Le succès du livre de Laurent Alexandre sur la Guerre des Intelligences (où sont un peu trop opposées dos à dos intelligence artificielle et intelligence humaine) montre l'intérêt porté aujourd'hui à l'IA. Quoiqu'on en dise, ce livre a le mérite (et c'était, je crois, le but de son auteur) de provoquer le débat dans une période où Cédric Villani est responsable de France IA… et où ladite France (Europe, en fait), est franchement en retard sur ces sujets alors qu'elle forme avec succès les plus grands spécialistes du sujet (qui partent donc travailler à l'étranger). Ce qui est sûr, c'est que le sujet divise et que la science-fiction remplace parfois un peu trop la science dans le traitement du thème. Cet article vise à trier le faux du vrai et faire un point sur le réel degré d'avancement de ce qu'est l'intelligence artificielle et de ses conséquences dans le monde des affaires.
Il n'y a pas une IA, mais des IAs
Avant d'aller plus loin, définissons le sujet… L'IA est définie dès 1956 par un de ses pères fondateurs (John McCarthy) comme « la science qui produit des logiciels intelligents » (smart en anglais dans le texte) ! De cette définition imparfaite naissent plusieurs constats : l'IA n'est pas une affaire nouvelle (1956), c'est une science (mathématiques et informatique ont une bonne place dans le sujet) et c'est une affaire de logiciels (vous noterez le pluriel !). Il n'y a donc pas UNE intelligence artificielle, mais DES algorithmes d'intelligence artificielle sur lesquels les ingénieurs-informaticiens travaillent de longue date.
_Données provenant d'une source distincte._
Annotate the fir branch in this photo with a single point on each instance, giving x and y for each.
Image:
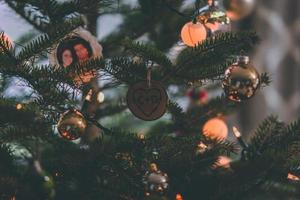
(125, 70)
(148, 52)
(267, 135)
(33, 18)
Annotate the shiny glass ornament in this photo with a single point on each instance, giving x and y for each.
(215, 128)
(241, 80)
(238, 9)
(214, 19)
(72, 125)
(155, 181)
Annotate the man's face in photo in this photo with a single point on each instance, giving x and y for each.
(81, 52)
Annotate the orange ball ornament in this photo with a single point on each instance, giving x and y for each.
(223, 162)
(215, 129)
(192, 34)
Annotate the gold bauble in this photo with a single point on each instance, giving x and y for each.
(72, 125)
(241, 80)
(215, 129)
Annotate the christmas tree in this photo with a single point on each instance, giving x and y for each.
(64, 140)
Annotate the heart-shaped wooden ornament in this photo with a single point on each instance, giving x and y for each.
(147, 102)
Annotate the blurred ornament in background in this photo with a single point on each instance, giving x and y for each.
(19, 106)
(124, 159)
(241, 80)
(178, 197)
(293, 177)
(155, 181)
(72, 124)
(238, 9)
(7, 41)
(213, 18)
(100, 97)
(197, 95)
(222, 162)
(201, 148)
(215, 129)
(193, 33)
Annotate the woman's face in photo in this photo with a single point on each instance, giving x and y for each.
(81, 52)
(67, 58)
Pour être plus précis, nous distinguons aujourd'hui 4 types d'IA :
-
Type 1 - Les machines réactives (typiquement le Deep Blue d'IBM qui a
battu Gary Kasparov aux échecs) qui vont choisir une action parmi un
ensemble (fini) de combinaisons possibles. Elles ont donc la capacité
d'analyser un système dans un état donné et de choisir des actions parmi
un ensemble d'actions réalisables compte tenu de l'état observé du
système.
- Type 2 - Les machines à mémoire limitée (ou encore
Artificial Narrow Intelligence). Ce sont typiquement les voitures
autonomes d'aujourd'hui. Ces machines mesurent en temps réel leur
environnement direct (vitesse et trajectoire des autres véhicules,
vitesse et trajectoire du véhicule autonome, panneaux de signalisation,
etc.) pour réagir localement de manière adaptée. Elles ont typiquement
une mémoire limitée et s'intéressent à un contexte assez localisé
(autour du véhicule).
- Type 3 - L'IA à « théorie de l'esprit » (ou
encore Artificial General Intelligence). La théorie de l'esprit est un
concept de psychologie qui implique la capacité à se figurer la manière
dont un autre se représente le monde. C'est-à-dire que la machine serait
capable de comprendre que nous avons des pensées et des émotions qui en
retour vont affecter son comportement. Ainsi elle pourrait « penser » ce
qu'un humain pense à propos d'elle-même.
- Type 4 - L'IA
autoconsciente (ou encore Artificial Super Intelligence). Ce logiciel,
en plus du type 3, aurait à la fois conscience d'exister, mais également
conscience de sa volonté de vouloir quelque chose.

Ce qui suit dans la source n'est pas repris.